Il y a 15 ans, le grappling no-gi était considéré comme la version “bâtarde” du BJJ — moins technique que le gi, moins légitime aux yeux des traditionalistes. Aujourd’hui, c’est le segment du grappling qui croît le plus vite, attire les plus grands sportifs de combat, et génère les compétitions les plus regardées de l’univers du sol.
Qu’est-ce que le grappling no-gi ?
Le grappling no-gi désigne le combat au sol pratiqué sans kimono (gi). Les prises sur le tissu sont remplacées par des prises sur le corps (under-hooks, over-hooks, body lock, neck ties). Les soumissions visent articulations et veines jugulaires.
Sans le gi, le combat est plus dynamique et rapide. Les positions se perdent et se reprennent plus vite. La condition physique devient plus déterminante. Et certaines soumissions propres au gi (étranglements avec le tissu) disparaissent au profit d’autres.
L’ascension de Gordon Ryan
Gordon Ryan est l’argument principal de ceux qui défendent le no-gi comme le sommet technique du grappling. Américain, élève de John Danaher, il a dominé toutes les catégories de poids en no-gi avec une régularité terrifiante depuis 2016.

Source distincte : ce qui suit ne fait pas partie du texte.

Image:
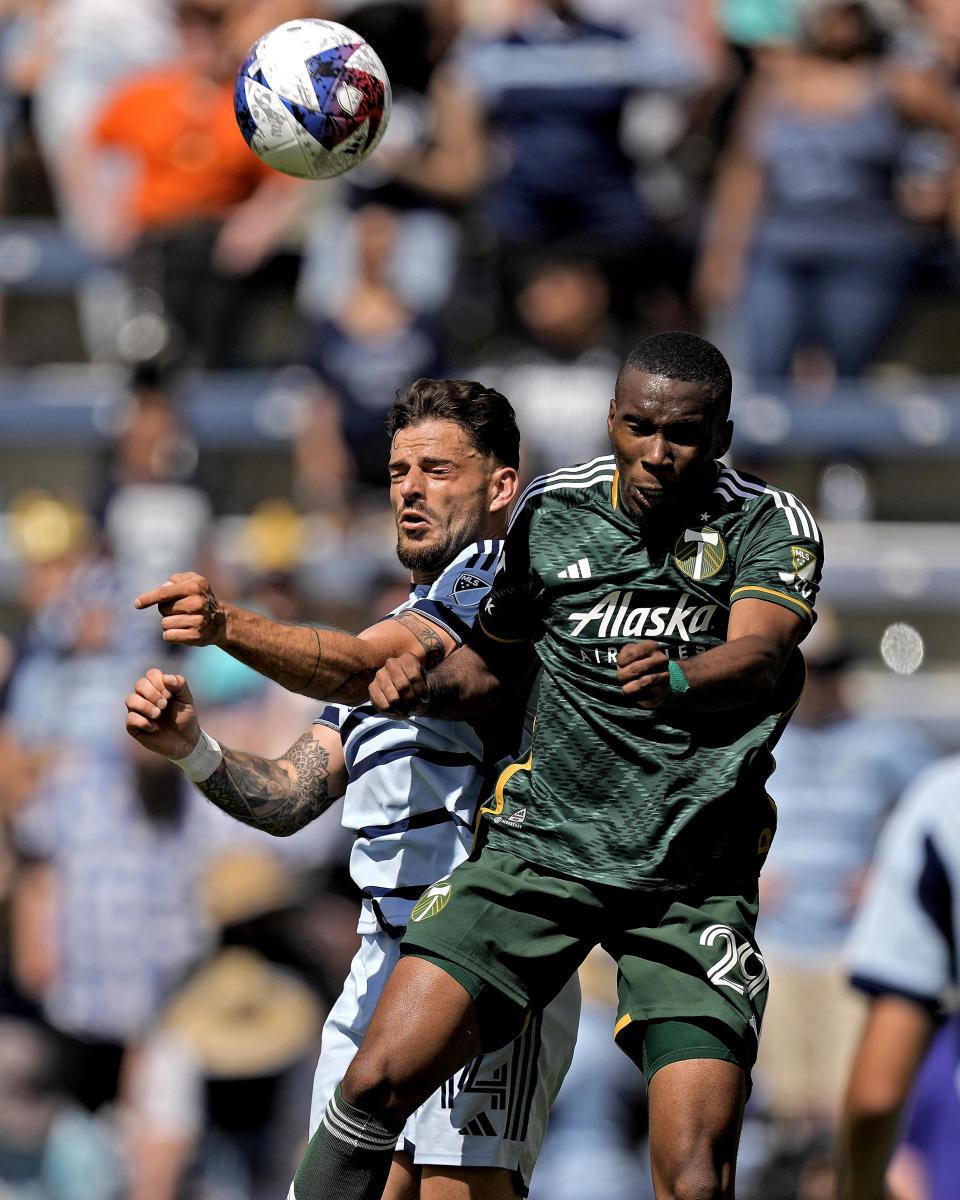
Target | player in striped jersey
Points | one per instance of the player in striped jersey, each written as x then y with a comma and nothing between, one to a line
665,598
412,789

Son game est basé sur les leg locks (verrous de jambe) et un système de position élaboré développé par son équipe (le Danaher Death Squad). Il a soumis les meilleurs grapplers du monde et continue à repousser les frontières techniques de la discipline.
La révolution des leg locks
Le grand changement technique du no-gi des 10 dernières années est la légitimation des leg locks comme outil principal et non comme dernier recours. Des techniques comme le heel hook (clé de talon), le knee bar (barre de genou) et le calf slicer (coupe-jarret) sont désormais considérées comme centrales dans le système technique d’un grappeur de haut niveau.
Cette évolution a changé la dynamique des combats au sol : là où le BJJ classique cherchait à passer la garde pour atteindre le mount ou le back, le no-gi moderne cherche aussi à entrer dans les “leg entanglement positions” qui exposent les articulations des jambes.
Les organisations et compétitions
ADCC (Abu Dhabi Combat Club) : le championnat du monde de grappling no-gi, organisé tous les deux ans. C’est l’événement le plus prestigieux du calendrier, avec les meilleurs wrestlers, judokas et BJJers de la planète.
Who’s Number One (WNO) : organisation américaine qui produit des super-fights entre les tops mondiaux, avec une production vidéo professionnelle.
EBI (Eddie Bravo Invitational) : format compétition avec overtime en soumission, lancé par Eddie Bravo, qui a popularisé le rubber guard et le berimbolo no-gi.
Pourquoi pratiquer le no-gi ?
Pour les pratiquants de MMA, le no-gi est indispensable — personne ne combat en kimono en cage. Pour ceux qui viennent du BJJ gi, le no-gi développe des attributs complémentaires : vitesse, condition physique, grip fighting au corps. Pour les débutants, le no-gi est souvent plus accessible — pas besoin d’investir dans un gi dès le premier cours.
La croissance du no-gi est une tendance de fond. Dans 10 ans, il est probable que la frontière entre no-gi, wrestling et MMA au sol soit encore plus floue.